A needs-driven approach to roadmap planning and ideation can both set the team up for success in growing KPIs and create a differentiated product in the eyes of consumers. To accomplish this, some portion of the team (usually Product, Design, and/or Research) should keep up to date on what’s going on in the market, as well as in user’s heads. Activities like research studies, market research, customer segmentation, and user analysis should be ongoing and in parallel to the test-driven optimization efforts and insights shared at Learnings meetings, elevating that time spent together to a shared understanding of what’s resonating and working within the product today (test results), as well as what your customers’ needs are, and where the market is going. Look to adjacent industries. Transformative ideas often lurk in the spaces between “your business” and ones that are the same, but different.

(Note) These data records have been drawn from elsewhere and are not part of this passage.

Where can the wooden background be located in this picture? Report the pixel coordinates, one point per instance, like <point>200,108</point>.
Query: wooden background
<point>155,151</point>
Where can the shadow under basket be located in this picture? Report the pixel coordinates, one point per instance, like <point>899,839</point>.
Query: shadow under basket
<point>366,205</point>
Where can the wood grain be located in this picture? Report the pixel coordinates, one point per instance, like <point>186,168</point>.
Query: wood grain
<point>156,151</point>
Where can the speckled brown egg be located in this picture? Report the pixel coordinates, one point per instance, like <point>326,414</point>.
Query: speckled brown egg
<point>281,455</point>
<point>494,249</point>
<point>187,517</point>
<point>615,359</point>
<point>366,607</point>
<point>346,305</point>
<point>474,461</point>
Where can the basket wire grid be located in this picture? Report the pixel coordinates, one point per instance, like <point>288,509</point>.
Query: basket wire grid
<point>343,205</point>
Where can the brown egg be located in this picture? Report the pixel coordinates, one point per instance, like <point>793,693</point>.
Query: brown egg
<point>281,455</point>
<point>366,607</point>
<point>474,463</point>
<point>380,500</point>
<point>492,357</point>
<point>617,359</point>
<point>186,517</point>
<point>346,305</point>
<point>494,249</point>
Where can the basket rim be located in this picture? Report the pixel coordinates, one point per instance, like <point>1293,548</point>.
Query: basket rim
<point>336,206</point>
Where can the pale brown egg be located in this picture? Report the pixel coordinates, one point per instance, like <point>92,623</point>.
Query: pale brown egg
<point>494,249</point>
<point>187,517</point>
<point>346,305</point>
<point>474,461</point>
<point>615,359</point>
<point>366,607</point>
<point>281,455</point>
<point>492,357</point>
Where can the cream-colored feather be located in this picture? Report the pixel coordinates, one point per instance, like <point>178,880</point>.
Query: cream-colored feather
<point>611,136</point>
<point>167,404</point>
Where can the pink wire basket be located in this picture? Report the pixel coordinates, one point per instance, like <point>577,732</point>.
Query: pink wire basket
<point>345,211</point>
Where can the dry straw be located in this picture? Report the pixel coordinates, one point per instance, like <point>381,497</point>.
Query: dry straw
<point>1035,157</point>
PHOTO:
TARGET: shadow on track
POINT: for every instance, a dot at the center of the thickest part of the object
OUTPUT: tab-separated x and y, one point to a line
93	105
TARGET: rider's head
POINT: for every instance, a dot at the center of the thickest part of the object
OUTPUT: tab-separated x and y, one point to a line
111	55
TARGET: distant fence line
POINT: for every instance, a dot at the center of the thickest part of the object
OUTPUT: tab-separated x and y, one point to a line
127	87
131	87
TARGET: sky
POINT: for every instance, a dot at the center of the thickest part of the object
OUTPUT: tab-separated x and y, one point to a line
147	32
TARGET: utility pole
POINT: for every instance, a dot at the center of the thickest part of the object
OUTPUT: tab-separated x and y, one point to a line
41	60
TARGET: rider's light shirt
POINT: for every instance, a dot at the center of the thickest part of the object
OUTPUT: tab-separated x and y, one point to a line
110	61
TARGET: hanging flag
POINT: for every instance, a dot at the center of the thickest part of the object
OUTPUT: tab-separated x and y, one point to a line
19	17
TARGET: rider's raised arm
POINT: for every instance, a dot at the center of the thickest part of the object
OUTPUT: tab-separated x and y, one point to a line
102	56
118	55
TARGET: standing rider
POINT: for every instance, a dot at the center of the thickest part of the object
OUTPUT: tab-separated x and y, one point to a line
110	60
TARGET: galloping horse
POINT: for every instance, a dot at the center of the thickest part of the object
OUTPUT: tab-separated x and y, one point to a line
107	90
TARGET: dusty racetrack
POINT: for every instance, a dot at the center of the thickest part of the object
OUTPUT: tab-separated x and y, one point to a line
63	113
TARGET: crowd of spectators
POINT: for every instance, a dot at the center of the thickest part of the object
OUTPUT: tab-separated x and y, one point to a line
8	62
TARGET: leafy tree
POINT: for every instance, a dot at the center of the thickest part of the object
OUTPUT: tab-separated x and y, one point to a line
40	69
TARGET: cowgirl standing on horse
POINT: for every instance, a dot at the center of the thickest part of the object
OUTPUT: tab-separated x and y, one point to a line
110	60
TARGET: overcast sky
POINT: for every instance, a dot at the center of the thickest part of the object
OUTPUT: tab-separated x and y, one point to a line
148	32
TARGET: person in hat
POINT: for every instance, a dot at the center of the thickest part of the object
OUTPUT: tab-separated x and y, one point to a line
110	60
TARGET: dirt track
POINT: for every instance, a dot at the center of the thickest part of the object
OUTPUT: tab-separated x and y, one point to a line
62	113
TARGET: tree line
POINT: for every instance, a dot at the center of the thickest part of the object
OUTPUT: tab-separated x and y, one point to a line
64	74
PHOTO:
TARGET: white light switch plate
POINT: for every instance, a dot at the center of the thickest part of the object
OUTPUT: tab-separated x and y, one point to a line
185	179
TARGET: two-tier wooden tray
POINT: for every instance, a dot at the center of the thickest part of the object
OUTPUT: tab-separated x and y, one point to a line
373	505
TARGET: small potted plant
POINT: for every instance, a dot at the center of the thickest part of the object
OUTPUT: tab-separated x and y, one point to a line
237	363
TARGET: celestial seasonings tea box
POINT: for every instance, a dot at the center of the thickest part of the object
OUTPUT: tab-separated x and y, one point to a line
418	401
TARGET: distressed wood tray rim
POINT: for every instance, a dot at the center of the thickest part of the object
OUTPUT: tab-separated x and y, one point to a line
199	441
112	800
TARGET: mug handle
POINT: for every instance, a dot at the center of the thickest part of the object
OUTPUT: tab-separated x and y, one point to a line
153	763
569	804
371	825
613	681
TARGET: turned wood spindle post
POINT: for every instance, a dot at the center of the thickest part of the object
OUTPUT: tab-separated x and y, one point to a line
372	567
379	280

Understanding current product/test analytics, customer needs research, and market trend /conditions are not enough to break out of the local maxima, and are the key ingredients that the seed your team’s ideation efforts - design sprints, hackathons, etc. Without setting your context, ideation often spins wildly off into tangents and unproductive/unreasonable directions. Instead, arming a cross-functional team to ideate and test solutions for your user’s potential unmet needs in a defensible and differentiated way.
The product managers who manage a diverse portfolio of projects that range from small optimizations and UI tweaks, to large scale changes to the experience driven by the research and ideation process are maximizing the probability of finding wins that drive their KPIs forward. Depending on how the current roadmap of tests are performing, resource allocation between this “portfolio” of product ideas can shift. If current test ideas are not working, it may be time to reboot the roadmap. If current projects are showing gains, a heavy focus on rapid execution of optimizations ensures that no wins are left off the table.